Ancak son yıllarda temel haklara ulaşabilmek bağlamında en çok zarar gören, eşit yurttaşlık idealinin en çok yara aldığı kesim ne yazık ki çocuklar; özellikle de sınıfsal açıdan gittikçe büyüyen bir yoksullukla mücadele etmek zorunda kalan ailelerin çocukları… Çünkü iktidarın piyasacı bir İslamizasyonu önceleyen tutumu, kamusal hizmetlerin hem alanını daralttı hem de niteliğini değiştirdi. Devletin tüm kurumları yeniden yapılandırılırken, yurttaşlara hizmet sunma amacından gittikçe uzaklaşıldı. Sunulan hizmetler ise toplumun beklenti ve taleplerini karşılamaktan çok, iktidarın ideolojik amaçlarına hizmet etmeye odaklandı. Temel bir kamusal hizmet alanı olan ve çocukların yaşamlarının en önemli parçasını oluşturan eğitim süreçleri de bu dönüşümden en büyük payı aldı.

Okullar, uzun süredir iktidar için piyasacı ve dinci unsurların eğitim süreçlerine dâhil edildiği bir fırsatlar alanına dönüşürken, bu dönüşüm aileler ve öğrenciler için bir kriz durumunu ifade eder hale geldi. Bu kriz, özellikle çocukların yaşamlarını derinden etkileyen iki soruna yol açıyor.
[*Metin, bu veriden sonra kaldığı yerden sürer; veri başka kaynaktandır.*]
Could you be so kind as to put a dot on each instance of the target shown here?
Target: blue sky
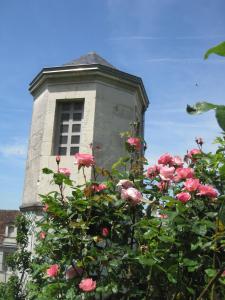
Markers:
(163, 41)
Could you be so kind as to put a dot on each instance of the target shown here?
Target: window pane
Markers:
(64, 128)
(77, 116)
(65, 106)
(75, 139)
(78, 106)
(65, 117)
(74, 150)
(63, 139)
(76, 128)
(62, 151)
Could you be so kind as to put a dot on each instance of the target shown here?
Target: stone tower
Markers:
(86, 101)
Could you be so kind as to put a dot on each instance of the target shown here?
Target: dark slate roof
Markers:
(91, 58)
(6, 217)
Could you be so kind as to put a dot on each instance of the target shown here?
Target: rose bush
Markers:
(156, 235)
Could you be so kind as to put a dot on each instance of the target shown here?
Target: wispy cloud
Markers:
(182, 60)
(142, 37)
(15, 149)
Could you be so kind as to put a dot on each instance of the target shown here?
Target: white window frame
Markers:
(69, 133)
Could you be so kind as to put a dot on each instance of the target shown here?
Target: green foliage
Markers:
(19, 262)
(160, 248)
(218, 50)
(202, 107)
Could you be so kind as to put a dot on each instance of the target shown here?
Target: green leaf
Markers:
(147, 261)
(218, 49)
(200, 107)
(210, 272)
(221, 214)
(220, 116)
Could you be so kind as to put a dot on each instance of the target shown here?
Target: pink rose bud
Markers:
(124, 184)
(57, 159)
(134, 142)
(163, 216)
(45, 207)
(193, 152)
(199, 141)
(99, 187)
(53, 270)
(105, 231)
(153, 171)
(183, 197)
(207, 190)
(84, 160)
(165, 159)
(191, 185)
(132, 195)
(87, 285)
(65, 171)
(42, 235)
(177, 161)
(167, 173)
(163, 185)
(184, 173)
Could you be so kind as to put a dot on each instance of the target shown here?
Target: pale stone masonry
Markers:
(111, 100)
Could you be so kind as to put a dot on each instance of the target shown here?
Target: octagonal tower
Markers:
(86, 101)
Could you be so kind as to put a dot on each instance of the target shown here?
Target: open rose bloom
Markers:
(65, 171)
(183, 197)
(84, 160)
(134, 142)
(87, 285)
(53, 270)
(132, 195)
(99, 187)
(207, 191)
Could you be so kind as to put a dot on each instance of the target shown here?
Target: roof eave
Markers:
(104, 70)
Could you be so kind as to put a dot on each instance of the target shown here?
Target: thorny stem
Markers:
(132, 232)
(85, 178)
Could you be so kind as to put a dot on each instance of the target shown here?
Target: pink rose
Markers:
(183, 197)
(199, 141)
(105, 231)
(134, 142)
(163, 185)
(42, 235)
(132, 195)
(191, 184)
(45, 207)
(184, 173)
(193, 152)
(57, 159)
(165, 159)
(99, 187)
(177, 161)
(64, 171)
(53, 271)
(163, 216)
(87, 285)
(166, 173)
(124, 184)
(84, 160)
(207, 190)
(152, 171)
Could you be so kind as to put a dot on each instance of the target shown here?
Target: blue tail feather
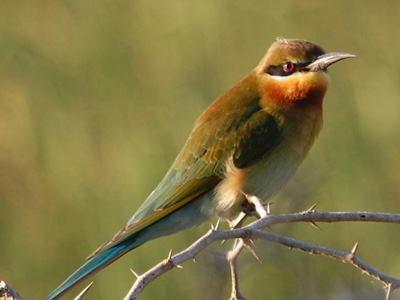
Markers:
(189, 215)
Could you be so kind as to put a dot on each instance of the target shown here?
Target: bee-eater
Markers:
(248, 142)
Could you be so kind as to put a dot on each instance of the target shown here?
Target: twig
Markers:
(231, 257)
(7, 293)
(253, 231)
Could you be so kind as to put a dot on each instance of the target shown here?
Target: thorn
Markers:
(389, 290)
(134, 273)
(312, 208)
(258, 204)
(84, 291)
(217, 224)
(269, 207)
(252, 241)
(169, 255)
(313, 224)
(251, 248)
(354, 249)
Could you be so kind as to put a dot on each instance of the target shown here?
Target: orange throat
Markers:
(297, 89)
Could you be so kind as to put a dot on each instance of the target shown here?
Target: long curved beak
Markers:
(325, 60)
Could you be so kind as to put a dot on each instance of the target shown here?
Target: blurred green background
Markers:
(97, 98)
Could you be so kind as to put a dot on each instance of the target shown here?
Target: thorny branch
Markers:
(253, 231)
(244, 237)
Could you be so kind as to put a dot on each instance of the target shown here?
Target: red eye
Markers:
(288, 66)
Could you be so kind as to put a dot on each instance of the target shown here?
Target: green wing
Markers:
(231, 127)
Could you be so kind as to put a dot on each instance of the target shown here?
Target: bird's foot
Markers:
(258, 206)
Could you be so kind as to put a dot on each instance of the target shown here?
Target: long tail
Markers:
(92, 266)
(189, 215)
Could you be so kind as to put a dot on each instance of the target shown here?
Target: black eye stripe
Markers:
(279, 71)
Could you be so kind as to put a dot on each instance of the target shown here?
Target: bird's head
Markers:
(294, 72)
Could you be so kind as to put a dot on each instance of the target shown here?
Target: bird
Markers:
(241, 151)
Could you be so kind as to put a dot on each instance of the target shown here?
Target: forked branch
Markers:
(253, 231)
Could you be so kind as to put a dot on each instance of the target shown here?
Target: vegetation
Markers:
(96, 99)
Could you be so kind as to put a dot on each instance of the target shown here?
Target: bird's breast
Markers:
(269, 174)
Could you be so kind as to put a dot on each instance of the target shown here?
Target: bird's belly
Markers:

Bunlardan ilki; devlet okullarının büyük kısmının akademik eğitim açısından yetersizleşmesi; laik, bilimsel, nitelikli eğitimin yerini dinselleşmenin alması; veliler tarafından ısrarla talep edilmesine rağmen fen, anadolu, sosyal bilimler gibi okul türlerine yatırımların azaltılıp, imam hatip, din eğitimi ve mesleki eğitim bütçesinin artırılması. İkincisi ise; okulların fiziksel olanaklar ve sosyal ihtiyaçlar bağlamında birer yoksunluk-yoksulluk mekânlarına dönüşmesi; kütüphane, laboratuvar, spor salonu, sosyal etkinlik alanları, oyun alanları ve yeşil alanlar açısından çoraklaşması, çocuklara yönelik sosyal faaliyetlerin MEB’le protokol imzalayan çeşitli dinci dernek ve vakıflara bırakılması.
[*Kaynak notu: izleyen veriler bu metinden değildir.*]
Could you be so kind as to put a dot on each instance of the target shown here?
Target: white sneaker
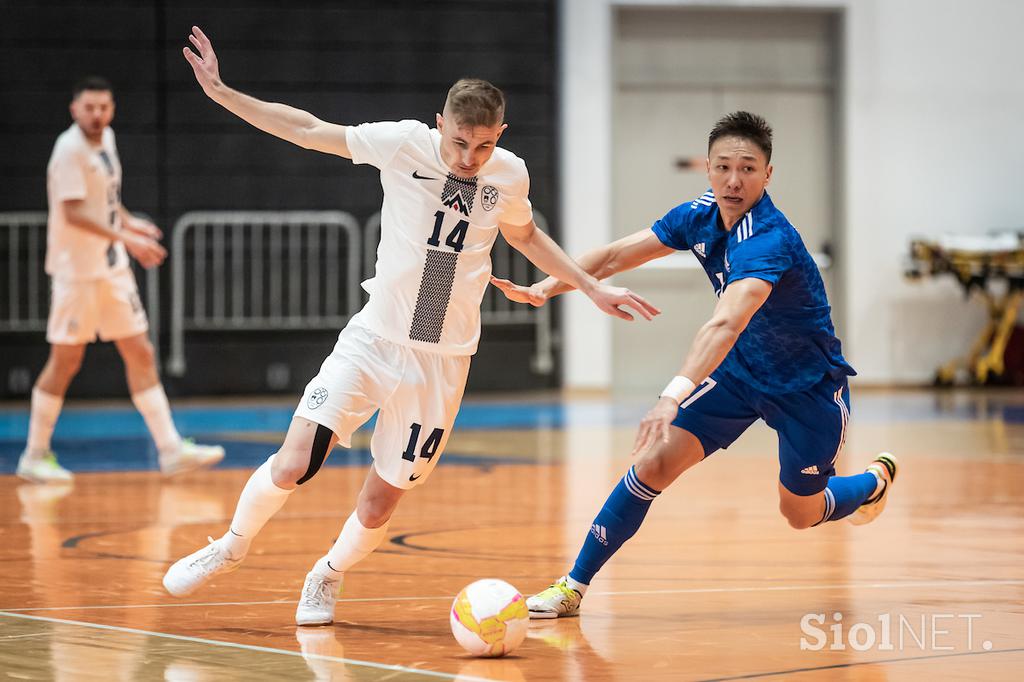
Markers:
(42, 469)
(557, 601)
(189, 457)
(317, 600)
(884, 467)
(190, 572)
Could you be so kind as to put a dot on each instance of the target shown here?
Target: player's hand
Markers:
(143, 249)
(655, 425)
(143, 227)
(609, 299)
(205, 64)
(520, 294)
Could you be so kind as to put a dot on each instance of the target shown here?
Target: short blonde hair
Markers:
(475, 102)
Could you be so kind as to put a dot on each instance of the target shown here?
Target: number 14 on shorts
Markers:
(429, 448)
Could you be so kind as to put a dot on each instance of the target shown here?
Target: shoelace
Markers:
(560, 590)
(204, 561)
(316, 593)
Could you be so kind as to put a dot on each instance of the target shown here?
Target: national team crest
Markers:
(316, 398)
(459, 194)
(488, 197)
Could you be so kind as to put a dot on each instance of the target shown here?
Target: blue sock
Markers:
(845, 494)
(617, 521)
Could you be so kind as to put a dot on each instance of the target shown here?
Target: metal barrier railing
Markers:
(26, 297)
(495, 309)
(262, 270)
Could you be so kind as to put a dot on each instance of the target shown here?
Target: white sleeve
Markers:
(516, 208)
(68, 175)
(376, 143)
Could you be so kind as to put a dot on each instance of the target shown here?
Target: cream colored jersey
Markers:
(433, 260)
(80, 170)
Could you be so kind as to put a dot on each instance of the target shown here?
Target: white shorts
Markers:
(418, 394)
(109, 308)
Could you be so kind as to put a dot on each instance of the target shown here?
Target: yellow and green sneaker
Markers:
(557, 601)
(884, 467)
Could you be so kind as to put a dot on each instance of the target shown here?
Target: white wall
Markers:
(933, 99)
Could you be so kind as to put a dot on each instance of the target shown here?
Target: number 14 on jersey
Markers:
(455, 239)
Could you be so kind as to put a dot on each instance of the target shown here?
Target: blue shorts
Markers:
(811, 424)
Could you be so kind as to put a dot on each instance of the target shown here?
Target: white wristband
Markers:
(678, 388)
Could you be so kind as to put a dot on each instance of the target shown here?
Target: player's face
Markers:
(738, 171)
(465, 148)
(92, 111)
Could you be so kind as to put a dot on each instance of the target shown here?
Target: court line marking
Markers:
(626, 593)
(249, 647)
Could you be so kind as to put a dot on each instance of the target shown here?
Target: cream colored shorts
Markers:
(109, 308)
(418, 394)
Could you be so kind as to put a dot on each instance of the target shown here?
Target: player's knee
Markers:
(287, 468)
(374, 511)
(296, 467)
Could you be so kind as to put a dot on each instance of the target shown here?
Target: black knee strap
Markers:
(322, 441)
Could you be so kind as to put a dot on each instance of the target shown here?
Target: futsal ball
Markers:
(489, 617)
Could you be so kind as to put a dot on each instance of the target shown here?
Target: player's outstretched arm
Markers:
(543, 252)
(282, 121)
(738, 303)
(620, 256)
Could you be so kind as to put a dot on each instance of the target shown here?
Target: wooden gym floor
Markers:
(714, 587)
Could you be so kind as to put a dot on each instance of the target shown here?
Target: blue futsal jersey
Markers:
(790, 344)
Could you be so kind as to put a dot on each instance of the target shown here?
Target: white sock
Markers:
(573, 585)
(153, 405)
(260, 500)
(354, 544)
(44, 412)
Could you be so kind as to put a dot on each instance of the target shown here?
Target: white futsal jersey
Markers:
(80, 170)
(433, 260)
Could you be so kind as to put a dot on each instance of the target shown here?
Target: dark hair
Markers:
(91, 83)
(745, 125)
(475, 102)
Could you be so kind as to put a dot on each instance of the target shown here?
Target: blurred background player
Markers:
(448, 193)
(89, 238)
(769, 352)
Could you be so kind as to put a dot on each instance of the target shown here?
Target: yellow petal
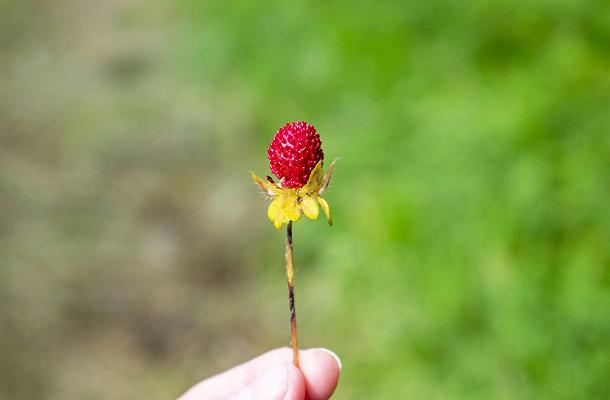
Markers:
(315, 181)
(274, 212)
(290, 206)
(325, 208)
(310, 207)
Bu tablonun en önemli sonucu ise; özellikle yoksul çocuklar için imam hatipler ve mesleki eğitimin bir zorunluluk haline gelmesi; çocukların sosyal yaşamlarının da dernek ve vakıfların gerici faaliyetleriyle kuşatılıyor olması. Diğer yandan ekonomik durumu elverişli aileler ile banka kredisiyle koşullarını zorlayan orta sınıflar ise hızla özel okullara kaçıyor, çocuklarının kültürel-sosyal ihtiyaçlarını da satın alma yoluna gidiyor. Böylece var olan eğitim sistemi bir yandan çocuklar arasındaki sınıfsal farklılıkları kemikleştiren bir ayrışmanın zeminini oluşturuyor ve özellikle yoksul çocuklar için sosyoekonomik kökenlerinden kaynaklanan dezavantajları sürekli hale getiriyor; diğer yandan eşit, nitelikli, bilimsel, parasız eğitim hakkını ortadan kaldırıyor; sağlıklı sosyalleşme ve kendini gerçekleştirme olanağını da en baştan yok ediyor.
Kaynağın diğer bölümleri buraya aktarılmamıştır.